Animal Advocates Watchdog

WILDAID - POACHERS FACE ECO-GUERRILLAS

The ECO-MERCENARIES By JACK HITT; NEW YORK TIMES

"The woman in charge of the place screams at the armed police. Her five waitresses, all girls in their early teens, fan out to distract us."

"One of the officers cries out, and we all rush to the backyard where several long-tail macaques sit in small cages. In another room are turtles the size of car tires and a pile of yellow see-through nylon bags, each squirming with a cobra. One hisses and strikes constantly, its bag darting insanely across the wooden floor. Another cobra sits up in classic charmer fashion but remains perfectly still, unable to hiss because the old woman has taken a precaution common in wildlife restaurants. She has stitched the cobra's mouth shut with string."

"As we load the animals into the veterinarian's truck, the woman screams at the officers because they are taking the chains she bought to hold the monkeys."

"Through a translator, I learn the full range of delights available here. The ''waitresses'' are 13- and 14-year-old prostitutes. This restaurant is where a workingman goes for a big night of complete virile satisfaction. Dinner is served at one of the tables. Then afterward, a special dessert is presented to increase potency. This might mean bringing a live cobra to the table, where a group of men can enjoy tormenting it into a state of complete rage. The belief is that if the animal is violently agitated, more of its powerful sexual hormones will be released. The snake is then beheaded and the body squeezed of its blood like a dishrag until it fills a whiskey jigger. A man drinks it in a single swallow and then chooses one of the girls to accompany him to one of those tidy back bedrooms."

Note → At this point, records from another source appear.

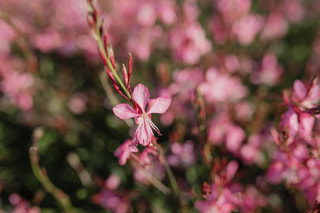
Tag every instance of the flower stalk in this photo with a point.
(61, 197)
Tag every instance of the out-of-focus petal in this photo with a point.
(144, 133)
(141, 96)
(124, 111)
(299, 91)
(159, 105)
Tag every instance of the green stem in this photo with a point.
(173, 181)
(115, 74)
(62, 198)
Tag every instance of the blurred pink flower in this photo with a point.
(189, 43)
(270, 71)
(182, 154)
(141, 98)
(77, 103)
(222, 129)
(275, 27)
(124, 150)
(219, 31)
(306, 97)
(233, 9)
(247, 28)
(222, 87)
(21, 205)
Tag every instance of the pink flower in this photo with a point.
(123, 151)
(141, 98)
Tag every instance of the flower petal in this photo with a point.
(141, 96)
(144, 133)
(159, 105)
(124, 111)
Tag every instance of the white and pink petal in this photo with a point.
(159, 105)
(141, 96)
(125, 111)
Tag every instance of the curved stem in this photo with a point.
(61, 197)
(173, 181)
(103, 50)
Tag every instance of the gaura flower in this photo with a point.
(141, 97)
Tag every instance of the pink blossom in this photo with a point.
(247, 28)
(141, 98)
(189, 43)
(182, 154)
(270, 71)
(233, 9)
(307, 97)
(290, 125)
(222, 87)
(276, 27)
(123, 151)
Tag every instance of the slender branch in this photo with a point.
(173, 181)
(61, 197)
(154, 181)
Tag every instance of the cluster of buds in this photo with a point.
(139, 98)
(303, 107)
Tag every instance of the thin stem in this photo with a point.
(110, 95)
(155, 182)
(61, 197)
(173, 181)
(101, 47)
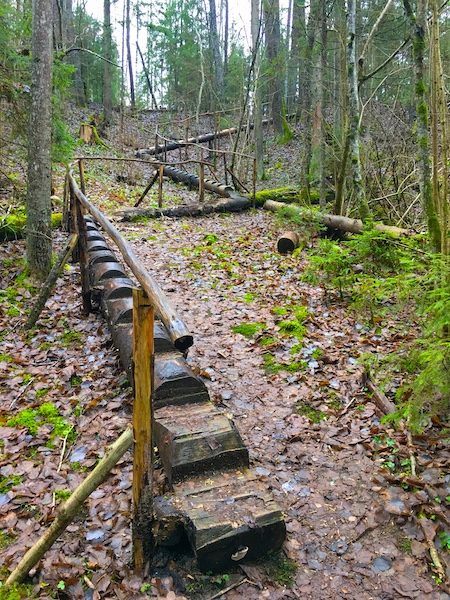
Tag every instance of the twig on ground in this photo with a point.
(229, 588)
(21, 393)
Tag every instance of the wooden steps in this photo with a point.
(229, 517)
(197, 438)
(227, 514)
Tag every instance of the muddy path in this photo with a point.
(296, 397)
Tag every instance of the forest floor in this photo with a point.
(312, 430)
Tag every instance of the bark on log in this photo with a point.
(177, 329)
(70, 508)
(288, 242)
(339, 222)
(50, 281)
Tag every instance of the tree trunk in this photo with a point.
(316, 176)
(225, 38)
(344, 224)
(74, 57)
(215, 50)
(295, 64)
(306, 96)
(272, 30)
(107, 67)
(39, 241)
(353, 109)
(257, 107)
(129, 57)
(418, 25)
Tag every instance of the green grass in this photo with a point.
(311, 413)
(248, 330)
(281, 570)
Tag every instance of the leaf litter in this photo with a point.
(312, 431)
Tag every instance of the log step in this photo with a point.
(229, 518)
(175, 383)
(197, 438)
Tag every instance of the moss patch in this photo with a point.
(248, 330)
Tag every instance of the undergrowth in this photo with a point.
(379, 276)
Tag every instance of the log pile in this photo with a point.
(226, 512)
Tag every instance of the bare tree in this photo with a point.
(272, 32)
(257, 107)
(39, 243)
(129, 57)
(215, 49)
(107, 73)
(353, 116)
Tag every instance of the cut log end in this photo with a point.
(184, 342)
(288, 242)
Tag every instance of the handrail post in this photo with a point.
(201, 179)
(143, 358)
(83, 258)
(254, 182)
(82, 179)
(225, 168)
(160, 184)
(66, 203)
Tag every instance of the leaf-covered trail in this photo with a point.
(307, 424)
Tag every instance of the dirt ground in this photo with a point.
(297, 398)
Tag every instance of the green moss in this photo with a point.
(17, 592)
(311, 413)
(282, 194)
(8, 482)
(281, 569)
(5, 539)
(69, 338)
(47, 414)
(248, 330)
(62, 495)
(405, 545)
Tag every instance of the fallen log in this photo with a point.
(177, 329)
(288, 242)
(71, 506)
(233, 201)
(187, 210)
(335, 221)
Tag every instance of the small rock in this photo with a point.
(95, 534)
(381, 564)
(340, 547)
(78, 454)
(395, 506)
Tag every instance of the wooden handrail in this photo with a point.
(178, 331)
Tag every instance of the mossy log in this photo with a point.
(339, 222)
(13, 225)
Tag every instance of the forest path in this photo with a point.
(221, 272)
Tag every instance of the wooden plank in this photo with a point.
(197, 438)
(143, 318)
(230, 517)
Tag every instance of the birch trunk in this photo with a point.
(353, 116)
(107, 67)
(257, 108)
(272, 31)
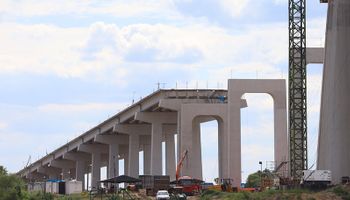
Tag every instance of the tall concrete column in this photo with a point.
(96, 151)
(95, 169)
(66, 175)
(170, 155)
(126, 163)
(334, 137)
(80, 168)
(113, 141)
(80, 160)
(135, 132)
(236, 88)
(113, 163)
(197, 151)
(50, 172)
(64, 165)
(157, 119)
(134, 146)
(147, 159)
(156, 149)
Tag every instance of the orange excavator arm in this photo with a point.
(179, 165)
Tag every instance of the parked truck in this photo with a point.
(316, 178)
(153, 183)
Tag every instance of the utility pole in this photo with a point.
(297, 88)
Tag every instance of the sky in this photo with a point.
(67, 66)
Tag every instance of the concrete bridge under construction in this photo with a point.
(160, 117)
(166, 114)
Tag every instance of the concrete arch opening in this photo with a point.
(236, 89)
(208, 135)
(257, 133)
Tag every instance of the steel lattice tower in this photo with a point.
(297, 88)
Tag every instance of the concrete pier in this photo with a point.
(334, 131)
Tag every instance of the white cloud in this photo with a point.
(3, 125)
(74, 108)
(129, 8)
(234, 8)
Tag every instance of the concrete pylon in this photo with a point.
(134, 132)
(277, 90)
(191, 117)
(80, 159)
(157, 119)
(96, 151)
(65, 165)
(113, 142)
(334, 137)
(50, 172)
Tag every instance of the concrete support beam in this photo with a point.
(96, 151)
(170, 155)
(157, 119)
(147, 159)
(50, 172)
(113, 141)
(277, 90)
(81, 159)
(141, 129)
(191, 117)
(334, 137)
(64, 165)
(134, 146)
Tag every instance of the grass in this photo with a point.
(341, 191)
(269, 194)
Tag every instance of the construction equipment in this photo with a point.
(297, 88)
(316, 178)
(179, 165)
(223, 184)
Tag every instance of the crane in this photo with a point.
(179, 165)
(297, 88)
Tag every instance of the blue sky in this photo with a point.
(65, 67)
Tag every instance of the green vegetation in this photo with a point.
(341, 191)
(269, 194)
(12, 188)
(254, 180)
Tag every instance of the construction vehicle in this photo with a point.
(316, 178)
(190, 186)
(223, 184)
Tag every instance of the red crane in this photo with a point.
(179, 165)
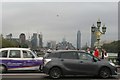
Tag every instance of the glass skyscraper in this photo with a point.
(78, 40)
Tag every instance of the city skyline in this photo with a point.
(58, 20)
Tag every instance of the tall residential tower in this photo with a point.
(78, 40)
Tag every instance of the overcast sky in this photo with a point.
(58, 20)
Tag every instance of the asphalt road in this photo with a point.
(42, 76)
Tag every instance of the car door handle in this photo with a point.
(62, 59)
(81, 61)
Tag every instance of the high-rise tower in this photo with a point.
(78, 40)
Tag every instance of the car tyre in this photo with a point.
(55, 73)
(2, 69)
(105, 73)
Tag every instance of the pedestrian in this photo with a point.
(88, 50)
(96, 52)
(102, 53)
(105, 55)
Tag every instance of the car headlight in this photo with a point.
(112, 64)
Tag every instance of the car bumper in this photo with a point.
(114, 71)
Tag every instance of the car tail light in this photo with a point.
(45, 61)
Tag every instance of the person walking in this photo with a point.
(102, 54)
(96, 52)
(105, 55)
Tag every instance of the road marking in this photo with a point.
(24, 74)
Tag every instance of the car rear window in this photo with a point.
(4, 53)
(52, 55)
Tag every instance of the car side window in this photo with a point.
(4, 53)
(69, 55)
(84, 56)
(27, 54)
(14, 54)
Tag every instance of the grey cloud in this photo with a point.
(58, 20)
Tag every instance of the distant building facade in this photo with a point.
(93, 38)
(36, 41)
(64, 45)
(22, 38)
(40, 40)
(51, 45)
(79, 40)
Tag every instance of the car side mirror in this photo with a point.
(94, 60)
(33, 57)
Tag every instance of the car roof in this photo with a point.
(56, 51)
(14, 49)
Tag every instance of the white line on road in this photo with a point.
(28, 74)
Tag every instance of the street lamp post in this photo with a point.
(98, 32)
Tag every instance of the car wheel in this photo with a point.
(2, 69)
(105, 73)
(55, 73)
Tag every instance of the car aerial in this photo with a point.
(19, 59)
(73, 62)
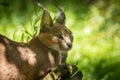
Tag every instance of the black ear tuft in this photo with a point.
(46, 20)
(60, 18)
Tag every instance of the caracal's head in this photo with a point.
(55, 36)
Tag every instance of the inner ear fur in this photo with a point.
(46, 21)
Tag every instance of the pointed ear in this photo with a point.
(46, 21)
(60, 18)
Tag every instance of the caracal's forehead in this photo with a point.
(61, 29)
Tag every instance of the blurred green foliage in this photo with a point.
(95, 25)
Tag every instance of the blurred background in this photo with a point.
(95, 25)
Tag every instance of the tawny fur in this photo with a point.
(32, 60)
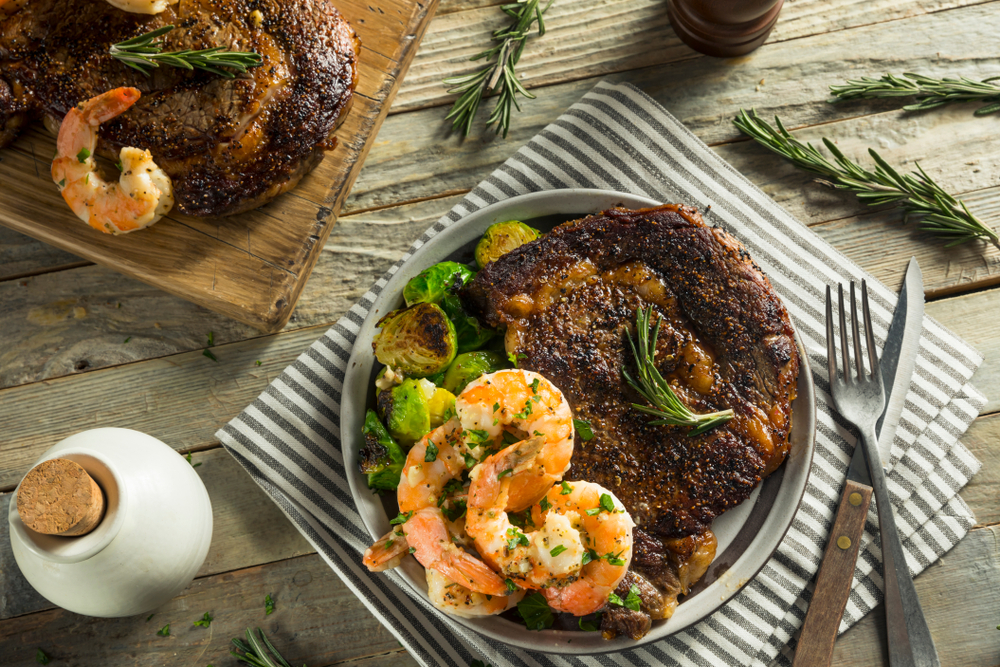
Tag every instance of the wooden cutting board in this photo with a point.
(251, 267)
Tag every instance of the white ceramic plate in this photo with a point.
(748, 535)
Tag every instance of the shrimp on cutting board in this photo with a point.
(143, 193)
(526, 405)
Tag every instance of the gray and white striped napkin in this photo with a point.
(617, 138)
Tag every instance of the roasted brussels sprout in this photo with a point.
(471, 334)
(418, 341)
(441, 407)
(432, 284)
(467, 367)
(502, 237)
(405, 410)
(382, 458)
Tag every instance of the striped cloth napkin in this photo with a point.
(617, 138)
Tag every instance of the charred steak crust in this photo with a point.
(229, 145)
(568, 302)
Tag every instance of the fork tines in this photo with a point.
(869, 337)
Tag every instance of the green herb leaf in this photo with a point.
(536, 612)
(430, 455)
(584, 429)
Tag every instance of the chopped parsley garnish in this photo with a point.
(632, 601)
(536, 612)
(584, 429)
(401, 518)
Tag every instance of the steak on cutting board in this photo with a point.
(228, 145)
(568, 302)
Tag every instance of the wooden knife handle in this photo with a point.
(833, 585)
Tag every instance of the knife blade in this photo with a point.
(898, 360)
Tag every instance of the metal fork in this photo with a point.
(860, 399)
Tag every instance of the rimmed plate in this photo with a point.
(748, 535)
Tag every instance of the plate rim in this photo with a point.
(555, 641)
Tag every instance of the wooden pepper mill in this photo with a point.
(723, 28)
(58, 497)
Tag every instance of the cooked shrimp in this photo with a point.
(525, 404)
(143, 193)
(453, 598)
(606, 531)
(428, 536)
(142, 6)
(433, 462)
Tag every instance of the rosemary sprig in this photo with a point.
(257, 652)
(940, 214)
(498, 75)
(657, 391)
(930, 93)
(145, 53)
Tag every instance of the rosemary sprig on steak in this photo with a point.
(940, 214)
(145, 53)
(500, 75)
(930, 93)
(655, 389)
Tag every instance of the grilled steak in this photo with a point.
(568, 302)
(229, 145)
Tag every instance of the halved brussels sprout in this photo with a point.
(467, 367)
(471, 334)
(502, 237)
(418, 341)
(441, 407)
(382, 458)
(405, 410)
(431, 284)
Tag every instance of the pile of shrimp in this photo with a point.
(511, 525)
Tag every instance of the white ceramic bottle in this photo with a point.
(150, 544)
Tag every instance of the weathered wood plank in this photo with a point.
(317, 621)
(584, 39)
(248, 530)
(706, 93)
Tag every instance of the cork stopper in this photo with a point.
(58, 497)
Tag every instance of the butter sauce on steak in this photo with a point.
(568, 302)
(228, 145)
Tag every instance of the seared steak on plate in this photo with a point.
(568, 302)
(229, 145)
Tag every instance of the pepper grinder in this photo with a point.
(110, 522)
(723, 28)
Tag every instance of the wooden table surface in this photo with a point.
(84, 347)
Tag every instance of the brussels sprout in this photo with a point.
(441, 407)
(467, 367)
(471, 334)
(431, 284)
(502, 237)
(418, 341)
(382, 458)
(405, 410)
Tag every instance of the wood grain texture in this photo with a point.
(248, 530)
(833, 581)
(250, 267)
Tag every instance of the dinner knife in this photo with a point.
(833, 585)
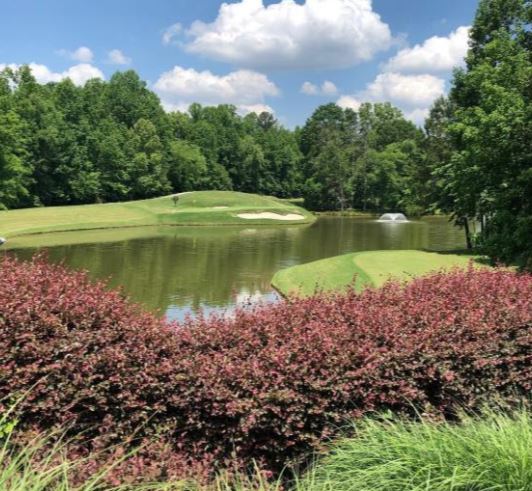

"In a country where there is little help for the people, a new generation of environmentalists is trying to protect the ebbing populations of wildlife in the Southeast Asian bush. And they are doing it the way so much gets done these days: with troops and guns.'Look, there,' says Mark Bowman, the man in charge of training the 10 armed Cambodian park rangers standing behind me. The men chatter in Khmer, lighting one another's cigarettes, dangling their banana-clip AK-47's. Bowman points to a tiny white thread far off in the forest below, a column of smoke. 'Poachers,' he says."